How this skill works

The skill inspects an intensity matrix (proteins × samples) and optional sample metadata. It computes sample-level metrics (counts, medians, CV, missing %), visualizes missingness and correlation heatmaps, evaluates within-group replicate correlation, and runs PCA with ANOVA to test batch associations. It also offers functions for coefficient of variation summaries, digestion-efficiency checks from evidence tables, and a compact QC report with automatic flags.

When to use it

  • Before normalization or differential-abundance testing
  • When validating technical/biological replicate quality
  • If you observe unexpected batch structure or sample clustering
  • When missing values or limited protein IDs may affect downstream analysis
  • To assess digestion and sample-prep performance from evidence files

Best practices

  • Verify installed package versions (pandas, numpy, scikit-learn, matplotlib/seaborn, scipy) and adapt API calls if signatures differ
  • Work on log-transformed intensities for distributions and PCA to stabilize variance
  • Impute conservatively only for visualization/PCA; avoid using PCA-imputed data for final statistics without proper imputation methods
  • Flag and inspect samples with high missingness, low protein counts, or atypical CVs before excluding them
  • Report QC figures and quantitative flags alongside downstream results for reproducibility

Example use cases

  • Run sample_qc_metrics to list samples with low protein counts and >30% missing values before normalization
  • Generate a correlation clustermap to confirm technical replicates correlate >0.9 and reveal outliers
  • Use missingno matrix and per-protein missing percentages to decide feature filtering or imputation strategy
  • Perform PCA then ANOVA to test whether processing batch explains major PCs and decide whether batch correction is needed
  • Calculate within-group CVs to assess whether variability is consistent with technical or biological replicate expectations

FAQ

What input formats does the skill expect?

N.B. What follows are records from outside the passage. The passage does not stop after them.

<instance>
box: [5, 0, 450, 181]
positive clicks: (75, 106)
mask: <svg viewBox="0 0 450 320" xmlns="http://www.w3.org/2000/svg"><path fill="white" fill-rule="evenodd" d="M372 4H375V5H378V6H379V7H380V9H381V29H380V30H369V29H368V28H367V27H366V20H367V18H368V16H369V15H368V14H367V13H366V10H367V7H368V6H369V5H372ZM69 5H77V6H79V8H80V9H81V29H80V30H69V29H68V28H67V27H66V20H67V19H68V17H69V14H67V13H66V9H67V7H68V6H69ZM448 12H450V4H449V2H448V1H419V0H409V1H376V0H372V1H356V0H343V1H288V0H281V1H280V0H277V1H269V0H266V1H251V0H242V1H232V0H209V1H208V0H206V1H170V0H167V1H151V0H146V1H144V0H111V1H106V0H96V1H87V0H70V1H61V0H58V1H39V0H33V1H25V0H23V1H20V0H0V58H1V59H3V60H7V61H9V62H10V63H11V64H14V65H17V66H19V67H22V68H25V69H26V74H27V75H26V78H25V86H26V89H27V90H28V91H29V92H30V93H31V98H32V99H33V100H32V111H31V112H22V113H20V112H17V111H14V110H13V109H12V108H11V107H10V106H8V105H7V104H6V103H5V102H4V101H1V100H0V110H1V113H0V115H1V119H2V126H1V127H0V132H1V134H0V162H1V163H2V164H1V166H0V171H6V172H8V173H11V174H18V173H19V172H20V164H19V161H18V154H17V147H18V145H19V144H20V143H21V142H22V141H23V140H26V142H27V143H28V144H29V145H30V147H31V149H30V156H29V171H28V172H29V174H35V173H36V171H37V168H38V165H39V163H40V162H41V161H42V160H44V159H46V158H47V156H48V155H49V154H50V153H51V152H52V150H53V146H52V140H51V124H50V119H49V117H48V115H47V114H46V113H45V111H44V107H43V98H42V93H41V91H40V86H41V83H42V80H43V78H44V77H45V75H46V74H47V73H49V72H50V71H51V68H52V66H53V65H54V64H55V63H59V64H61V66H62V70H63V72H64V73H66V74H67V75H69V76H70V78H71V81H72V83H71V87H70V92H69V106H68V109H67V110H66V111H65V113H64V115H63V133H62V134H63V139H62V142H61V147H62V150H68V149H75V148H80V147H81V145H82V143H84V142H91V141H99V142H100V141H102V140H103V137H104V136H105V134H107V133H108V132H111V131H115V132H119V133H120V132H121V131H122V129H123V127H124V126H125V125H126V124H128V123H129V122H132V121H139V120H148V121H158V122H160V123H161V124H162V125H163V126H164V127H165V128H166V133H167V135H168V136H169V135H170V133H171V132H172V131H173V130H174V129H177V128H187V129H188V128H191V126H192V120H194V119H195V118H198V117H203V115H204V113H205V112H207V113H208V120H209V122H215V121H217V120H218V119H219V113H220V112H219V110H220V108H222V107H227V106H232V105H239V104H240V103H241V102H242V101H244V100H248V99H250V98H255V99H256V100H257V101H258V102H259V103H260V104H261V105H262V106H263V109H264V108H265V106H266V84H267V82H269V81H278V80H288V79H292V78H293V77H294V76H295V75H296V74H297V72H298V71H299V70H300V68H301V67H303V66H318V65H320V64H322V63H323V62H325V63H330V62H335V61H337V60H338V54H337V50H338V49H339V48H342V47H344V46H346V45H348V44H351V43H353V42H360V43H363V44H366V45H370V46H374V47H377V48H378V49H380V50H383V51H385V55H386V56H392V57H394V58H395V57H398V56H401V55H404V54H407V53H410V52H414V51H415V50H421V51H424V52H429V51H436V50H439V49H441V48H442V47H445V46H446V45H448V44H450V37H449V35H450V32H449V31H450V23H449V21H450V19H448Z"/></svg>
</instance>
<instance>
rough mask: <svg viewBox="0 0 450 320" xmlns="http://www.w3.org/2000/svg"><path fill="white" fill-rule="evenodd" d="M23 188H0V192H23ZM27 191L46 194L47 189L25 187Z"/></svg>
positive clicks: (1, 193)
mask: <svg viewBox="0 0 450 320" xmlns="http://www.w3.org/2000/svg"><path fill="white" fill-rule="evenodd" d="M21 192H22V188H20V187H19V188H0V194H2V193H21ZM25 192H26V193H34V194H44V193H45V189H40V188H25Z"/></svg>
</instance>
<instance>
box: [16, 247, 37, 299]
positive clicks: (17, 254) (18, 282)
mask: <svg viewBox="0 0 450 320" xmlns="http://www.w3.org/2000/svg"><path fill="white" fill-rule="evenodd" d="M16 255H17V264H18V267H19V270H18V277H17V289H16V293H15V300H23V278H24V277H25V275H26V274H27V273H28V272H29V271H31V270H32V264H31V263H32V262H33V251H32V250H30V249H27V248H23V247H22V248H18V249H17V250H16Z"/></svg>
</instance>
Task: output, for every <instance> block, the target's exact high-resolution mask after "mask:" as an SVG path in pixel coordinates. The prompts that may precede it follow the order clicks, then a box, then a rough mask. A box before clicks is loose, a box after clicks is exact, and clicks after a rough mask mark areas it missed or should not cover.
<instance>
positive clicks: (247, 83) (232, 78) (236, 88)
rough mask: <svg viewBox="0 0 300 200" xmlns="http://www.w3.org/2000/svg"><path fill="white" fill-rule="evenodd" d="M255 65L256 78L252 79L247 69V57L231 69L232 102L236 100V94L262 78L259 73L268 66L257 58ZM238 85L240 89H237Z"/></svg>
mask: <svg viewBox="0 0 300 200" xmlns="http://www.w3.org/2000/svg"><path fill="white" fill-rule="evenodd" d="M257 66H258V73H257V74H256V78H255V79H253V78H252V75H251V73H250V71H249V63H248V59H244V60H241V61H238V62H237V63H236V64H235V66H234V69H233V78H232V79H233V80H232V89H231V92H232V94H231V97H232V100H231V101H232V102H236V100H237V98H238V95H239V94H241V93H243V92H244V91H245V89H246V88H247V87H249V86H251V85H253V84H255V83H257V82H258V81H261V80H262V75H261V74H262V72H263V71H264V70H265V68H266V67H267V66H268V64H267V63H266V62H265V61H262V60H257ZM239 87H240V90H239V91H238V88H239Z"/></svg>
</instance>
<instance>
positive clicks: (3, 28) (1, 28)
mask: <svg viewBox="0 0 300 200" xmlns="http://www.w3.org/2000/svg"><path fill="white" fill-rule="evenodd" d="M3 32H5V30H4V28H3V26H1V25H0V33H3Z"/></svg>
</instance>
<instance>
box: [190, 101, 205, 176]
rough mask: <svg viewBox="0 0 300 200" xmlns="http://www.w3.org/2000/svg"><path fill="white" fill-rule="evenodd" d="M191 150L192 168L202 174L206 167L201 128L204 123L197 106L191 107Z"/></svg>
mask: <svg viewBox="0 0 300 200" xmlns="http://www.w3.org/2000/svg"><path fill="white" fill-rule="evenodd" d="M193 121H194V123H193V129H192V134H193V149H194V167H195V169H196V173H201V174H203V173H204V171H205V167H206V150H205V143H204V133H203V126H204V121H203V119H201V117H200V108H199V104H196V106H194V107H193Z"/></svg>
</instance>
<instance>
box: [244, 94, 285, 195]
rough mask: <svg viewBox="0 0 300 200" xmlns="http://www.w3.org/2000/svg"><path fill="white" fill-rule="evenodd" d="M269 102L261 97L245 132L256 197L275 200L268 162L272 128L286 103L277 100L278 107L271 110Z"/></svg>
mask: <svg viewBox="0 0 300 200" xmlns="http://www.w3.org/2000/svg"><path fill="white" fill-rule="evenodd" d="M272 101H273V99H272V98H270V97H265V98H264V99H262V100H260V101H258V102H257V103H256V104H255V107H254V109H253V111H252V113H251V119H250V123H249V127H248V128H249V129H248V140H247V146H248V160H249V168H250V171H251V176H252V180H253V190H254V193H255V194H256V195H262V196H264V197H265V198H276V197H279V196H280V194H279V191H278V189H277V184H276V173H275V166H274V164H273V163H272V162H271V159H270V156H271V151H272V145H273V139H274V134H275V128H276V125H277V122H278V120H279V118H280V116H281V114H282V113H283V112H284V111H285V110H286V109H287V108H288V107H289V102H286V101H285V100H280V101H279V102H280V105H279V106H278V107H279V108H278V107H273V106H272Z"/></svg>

A numeric intensity matrix with proteins as rows and samples as columns, plus optional sample metadata (dataframe with sample-level annotations). Log2-transformed intensities are recommended for most plots.

How should I handle imputation for PCA or downstream tests?

Use simple median/within-group imputation only for exploratory PCA. For downstream statistics, apply principled imputation methods suited to missingness mechanism and report the method used.